I just love SPAM Grilled, Fried and as Fritters, but the new SPAM fritters in a pack of 4, are crap, better off making your own batter and cooking them with that or get some in Scotland where they sell Spam Fritters and a deep fried Mars bar for dessert.

Started of as a cheap product produced by Special American Meats but took off to be one of the fastest and biggest selling tinned meats ever produced and still is today in my opinion. :Clap::Clap:
I just love SPAM Grilled, Fried and as Fritters, but the new SPAM fritters in a pack of 4, are crap, better off making your own batter and cooking them with that or get some in Scotland where they sell Spam Fritters and a deep fried Mars bar for dessert.
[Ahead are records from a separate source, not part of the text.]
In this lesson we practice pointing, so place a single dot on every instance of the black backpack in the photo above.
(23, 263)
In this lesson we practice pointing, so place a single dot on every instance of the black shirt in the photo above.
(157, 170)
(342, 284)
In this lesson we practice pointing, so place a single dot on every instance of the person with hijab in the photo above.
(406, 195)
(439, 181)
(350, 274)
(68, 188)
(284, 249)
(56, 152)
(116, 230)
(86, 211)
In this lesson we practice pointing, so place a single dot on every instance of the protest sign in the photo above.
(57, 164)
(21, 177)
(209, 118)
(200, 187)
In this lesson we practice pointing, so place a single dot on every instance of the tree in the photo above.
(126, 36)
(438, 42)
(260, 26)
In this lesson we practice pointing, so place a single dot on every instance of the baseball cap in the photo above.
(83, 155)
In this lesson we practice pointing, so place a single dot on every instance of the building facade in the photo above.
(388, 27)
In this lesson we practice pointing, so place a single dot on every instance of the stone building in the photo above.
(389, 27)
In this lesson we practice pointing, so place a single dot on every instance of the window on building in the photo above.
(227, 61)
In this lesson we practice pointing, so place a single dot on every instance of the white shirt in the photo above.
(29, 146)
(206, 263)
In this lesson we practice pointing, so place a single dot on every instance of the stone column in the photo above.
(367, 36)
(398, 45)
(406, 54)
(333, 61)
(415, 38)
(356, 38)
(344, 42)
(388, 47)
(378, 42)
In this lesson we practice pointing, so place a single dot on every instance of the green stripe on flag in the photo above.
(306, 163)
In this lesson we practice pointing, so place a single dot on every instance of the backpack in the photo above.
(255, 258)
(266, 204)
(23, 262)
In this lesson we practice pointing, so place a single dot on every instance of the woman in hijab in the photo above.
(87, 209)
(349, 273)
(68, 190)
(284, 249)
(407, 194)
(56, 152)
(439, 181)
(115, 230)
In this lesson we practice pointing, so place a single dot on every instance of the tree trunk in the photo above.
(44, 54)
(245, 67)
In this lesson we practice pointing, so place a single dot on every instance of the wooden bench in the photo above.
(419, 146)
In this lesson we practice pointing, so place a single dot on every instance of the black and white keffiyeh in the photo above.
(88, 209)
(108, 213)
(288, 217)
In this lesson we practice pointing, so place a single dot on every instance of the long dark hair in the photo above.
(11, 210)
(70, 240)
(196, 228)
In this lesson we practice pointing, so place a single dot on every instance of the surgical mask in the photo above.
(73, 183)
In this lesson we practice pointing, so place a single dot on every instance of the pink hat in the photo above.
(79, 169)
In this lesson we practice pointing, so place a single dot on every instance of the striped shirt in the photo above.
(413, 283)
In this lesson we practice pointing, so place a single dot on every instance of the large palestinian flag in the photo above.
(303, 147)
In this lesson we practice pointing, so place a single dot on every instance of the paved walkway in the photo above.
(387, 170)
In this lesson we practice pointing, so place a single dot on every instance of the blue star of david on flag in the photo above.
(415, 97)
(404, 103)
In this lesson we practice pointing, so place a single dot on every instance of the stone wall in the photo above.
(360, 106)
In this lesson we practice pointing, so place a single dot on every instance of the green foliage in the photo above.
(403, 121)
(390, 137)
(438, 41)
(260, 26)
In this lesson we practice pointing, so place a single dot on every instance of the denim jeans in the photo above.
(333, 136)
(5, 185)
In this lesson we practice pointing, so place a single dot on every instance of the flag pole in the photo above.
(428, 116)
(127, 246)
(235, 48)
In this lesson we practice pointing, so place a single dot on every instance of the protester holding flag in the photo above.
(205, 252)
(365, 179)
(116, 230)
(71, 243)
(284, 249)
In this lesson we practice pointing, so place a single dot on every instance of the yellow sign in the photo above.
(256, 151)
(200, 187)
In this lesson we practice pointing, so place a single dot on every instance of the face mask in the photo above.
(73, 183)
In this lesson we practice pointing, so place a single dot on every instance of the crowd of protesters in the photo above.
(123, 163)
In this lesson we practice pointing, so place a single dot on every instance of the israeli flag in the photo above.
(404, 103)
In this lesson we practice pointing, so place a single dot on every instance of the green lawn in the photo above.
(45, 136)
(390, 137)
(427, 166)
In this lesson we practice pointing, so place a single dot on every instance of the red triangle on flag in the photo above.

Started of as a cheap product produced by Special American Meats but took off to be one of the fastest and biggest selling tinned meats ever produced and still is today in my opinion. :Clap::Clap:

When I was a kid, this Scottish family moved into my area, and introduced the mars bar fritter, and pineapple fritter. Mars bar fritters ruled man! I wish I could eat one now. lol.
You get restaurants in Vietnam making spam dishes. The Americans left the legacy after the war.